Her baby was born away from home, on a trip forced upon her by the rulers of the day. No woman would choose an arduous journey by foot or donkey in her last month of pregnancy, but Mary was not a woman with choices. The night she gave birth, which we sing about as a "silent night" when "all is calm" was likely anything but peaceful or quiet as Joseph frantically looked for a safe space her to deliver their child.


The remainder of the Biblical narrative gives us glimpses into the hard life that Mary lived. When Jesus was a toddler, his parents were forced to flee a murdurous ruler who wanted him killed. Jesus' life was spared but all the boys age 2 and under were killed. What was it like for them to return to a community in which all the boys his age had been killed? Was Mary resented by grieving mothers for having a living son?


She went on to have more children with Joseph but her son who was promised by God grows up to be rejected by their community (Matthew 13:53-57). He didn't fit in or fulfill societal expectations for an oldest son. He didn't marry and had no children. He didn't carry on the family name or stay involved in the family business of carpentry. Her husband Joseph died leaving her widowed during a time when widows were at great risk of harm. She watched her oldest son be brutally murdered in an act heinous act of religious and political corruption and cruelty.

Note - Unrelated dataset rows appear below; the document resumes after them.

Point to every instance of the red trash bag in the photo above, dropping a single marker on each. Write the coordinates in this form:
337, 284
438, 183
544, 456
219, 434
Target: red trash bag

Does this sound like a blessed life? Is this what we think a person favored by God would experience? Likely not. At least it's not the kind of blessing and favor that we would want for ourselves or someone we love.


We equate being favored with being powerful and blessed: prayers answered, comforts given, social status recognized by many, if not all. But God says to be favored is to be a recipient of his undeserved grace. This most favored woman did not receive an easy life, but through her suffering, God worked to save the world.


God indeed invited her to be a part of something amazing, but it came at great cost. When Mary said yes to God's plan, she said no to her own. God asked her to give up comfort, normalcy, reputation, and safety to be a part of something far greater than her.


Decades after his birth, Jesus explained the upside-down nature of God's Kingdom in which our view of blessing is disrupted (Matthew 5:3-12). He tells us that is those who hunger for righteousness and see their own spiritual poverty are the ones who are blessed. God's favor rests on those who are meek, poor in spirit, and cry to God for rescue.

We value ease but God values humility. We want comfort but God wants us to seek him as our Comforter.


You may not be feeling very blessed or favored right now. Maybe life has been hard; full of loss and pain. Maybe your dreams aren't coming true and your relationships are strained. Yet Christmas reminds us that God's favor sometimes comes through circumstances that seem everything but favorable. If you are weak, vulnerable or weary this Christmas, take heart - the same God who sustained Mary is the one who will sustain you.